HOMÉLIE DU 11E DIMANCHE ORDINAIRE C

http://parolesdudimanche.blogs.lalibre.be/

HOMÉLIE DU 11E DIMANCHE ORDINAIRE C

2 S 12, 7-10, 13 ; Ga 2, 16, 19-21 ; Lc 7, 36 – 8, 3 (bref : 7, 36-50)

Aujourd’hui comme au temps de Jésus, bien des croyants les plus convaincus et les plus pieux n’échappent pas toujours à la tentation de se décerner eux-mêmes des prix de vertu et de multiplier les comparaisons flatteuses à leur égard. Au milieu des foules indifférentes, des infidèles et des pécheurs, ne sont-ils pas les fidèles observateurs de la Loi ? L’élite !
La satisfaction d’être en règle avec la Loi rassure et comble les esprits légalistes.
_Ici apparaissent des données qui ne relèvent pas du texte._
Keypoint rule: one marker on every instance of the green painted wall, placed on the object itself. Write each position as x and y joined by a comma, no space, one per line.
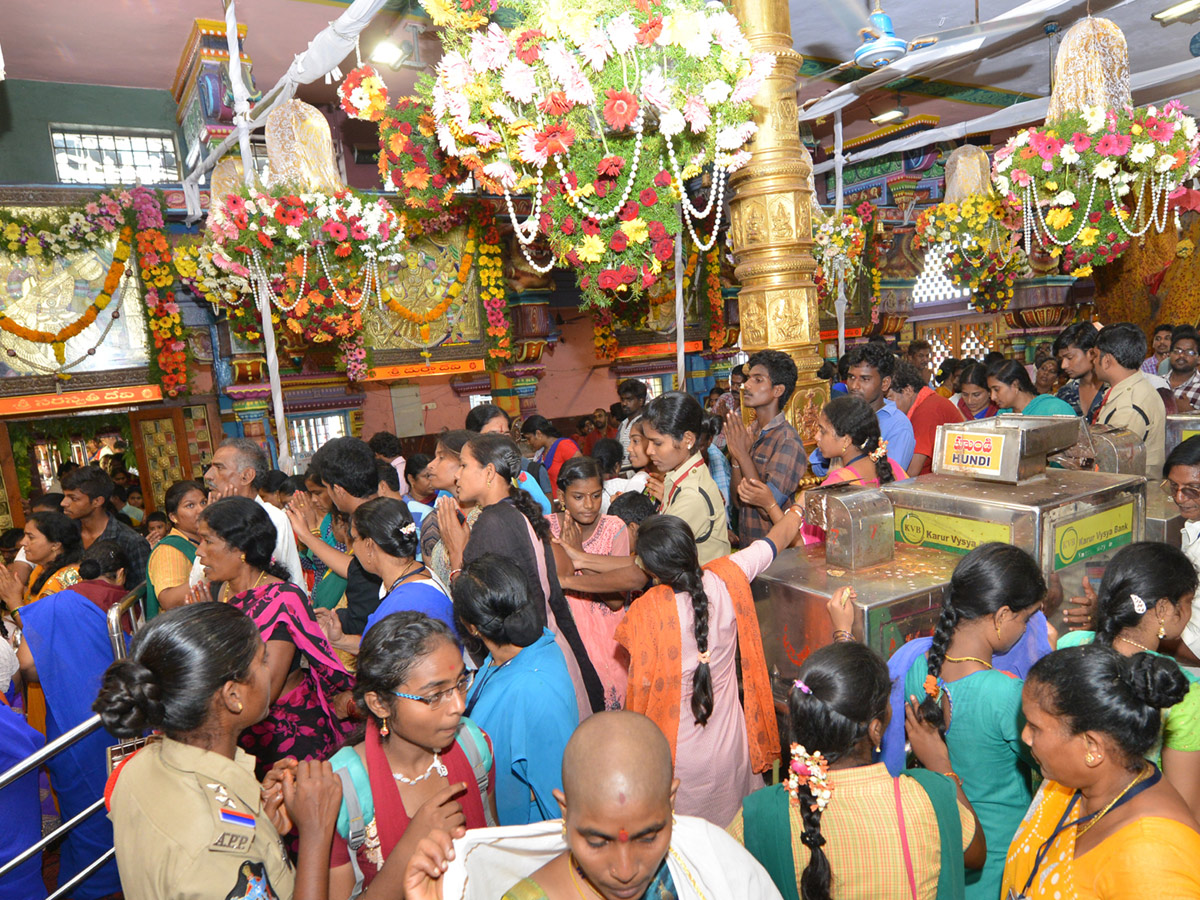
27,109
Mais, nous rappelle Paul, « ce n’est pas en observant la Loi que l’homme devient juste devant Dieu, mais seulement par la foi en Jésus Christ… Car personne ne devient juste en pratiquant la Loi ». Plus fort encore, c’est précisément la Loi vénérée et observée minutieusement par les plus religieux des Juifs qui les a conduits à s’opposer à Jésus, à l’excommunier, puis à le condamner à mort. De quelle hérésie était-il coupable ? Quel crime avait-il commis ? Il avait prêché et pratiqué la supériorité de l’esprit sur la lettre, celle de la foi sur la Loi. La lettre tue. Elle a tué Jésus et les croyants peuvent continuer à le crucifier et à le faire mourir quand ils restent prisonniers de la rigidité et des étroitesses que secrète la lettre de la Loi.
Ce qui sauve, ce qui fait vivre, c’est l’amour de Dieu. C’est ce même amour qui exprime dans la Loi sa radicalité, ses libertés, ses exigences. Mais une Loi qui ne peut être comprise que par la foi, seule capable de transformer des mentalités, de briser les limites de la lettre pour ouvrir le cœur et l’esprit à l’amour.
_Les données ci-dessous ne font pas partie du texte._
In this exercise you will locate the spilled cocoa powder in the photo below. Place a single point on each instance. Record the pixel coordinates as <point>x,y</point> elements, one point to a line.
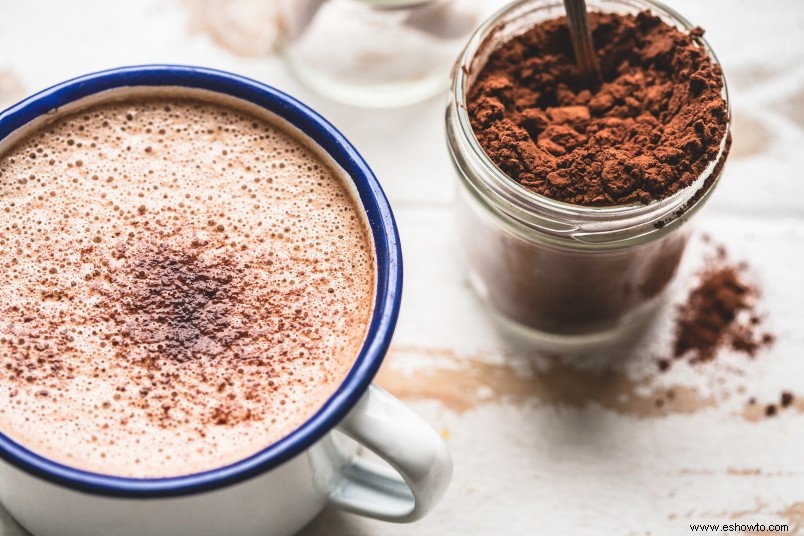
<point>720,312</point>
<point>647,132</point>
Croyant engagé et pieux, le pharisien présenté par Luc l’était au plus haut point. Mais il était aussi formaliste et donc intransigeant, rivé à la sécurité des tabous et incapable de comprendre et d’évaluer, encore moins d’inventer, un geste d’amour et de miséricorde.
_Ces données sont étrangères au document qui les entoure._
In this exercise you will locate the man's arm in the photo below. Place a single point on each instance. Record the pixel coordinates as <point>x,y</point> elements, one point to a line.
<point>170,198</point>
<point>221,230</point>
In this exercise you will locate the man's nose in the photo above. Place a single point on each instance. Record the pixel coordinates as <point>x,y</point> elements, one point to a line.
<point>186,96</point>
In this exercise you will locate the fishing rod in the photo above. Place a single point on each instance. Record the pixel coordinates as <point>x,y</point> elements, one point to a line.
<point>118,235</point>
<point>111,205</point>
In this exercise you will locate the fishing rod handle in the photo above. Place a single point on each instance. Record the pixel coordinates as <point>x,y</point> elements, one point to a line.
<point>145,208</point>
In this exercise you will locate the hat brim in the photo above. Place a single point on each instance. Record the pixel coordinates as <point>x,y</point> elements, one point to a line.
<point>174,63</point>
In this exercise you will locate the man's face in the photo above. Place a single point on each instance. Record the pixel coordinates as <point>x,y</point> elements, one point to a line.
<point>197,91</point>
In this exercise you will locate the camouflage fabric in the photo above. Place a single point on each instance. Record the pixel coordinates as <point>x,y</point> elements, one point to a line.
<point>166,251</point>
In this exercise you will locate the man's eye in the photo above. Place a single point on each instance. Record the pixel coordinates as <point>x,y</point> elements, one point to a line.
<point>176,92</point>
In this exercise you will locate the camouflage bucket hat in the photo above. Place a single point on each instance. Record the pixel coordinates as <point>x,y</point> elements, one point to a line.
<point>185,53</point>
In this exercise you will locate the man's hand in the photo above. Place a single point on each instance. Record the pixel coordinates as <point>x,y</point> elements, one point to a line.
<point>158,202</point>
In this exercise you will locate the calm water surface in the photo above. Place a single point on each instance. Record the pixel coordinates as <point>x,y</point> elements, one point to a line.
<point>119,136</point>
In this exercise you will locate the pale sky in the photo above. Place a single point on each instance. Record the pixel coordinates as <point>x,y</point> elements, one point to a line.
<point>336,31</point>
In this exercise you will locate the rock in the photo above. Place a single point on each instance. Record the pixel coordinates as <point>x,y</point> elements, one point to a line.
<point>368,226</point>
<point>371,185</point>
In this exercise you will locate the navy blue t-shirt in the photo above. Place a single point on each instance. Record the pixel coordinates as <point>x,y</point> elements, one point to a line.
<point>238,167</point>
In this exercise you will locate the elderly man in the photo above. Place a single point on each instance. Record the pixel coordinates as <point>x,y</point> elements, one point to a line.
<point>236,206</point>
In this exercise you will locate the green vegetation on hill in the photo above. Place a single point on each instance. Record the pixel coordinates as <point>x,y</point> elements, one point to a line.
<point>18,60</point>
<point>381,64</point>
Curieux, intrigué à méfiant, le pharisien a invité le jeune prédicateur à sa table sans pour autant se mouiller par un accueil chaleureux. La présence de Jésus rend « l’impure » audacieuse jusqu’à la témérité. Bravant les interdits, elle accable le « pur » de démonstrations surprenantes, voire ambiguës. Quel scandale !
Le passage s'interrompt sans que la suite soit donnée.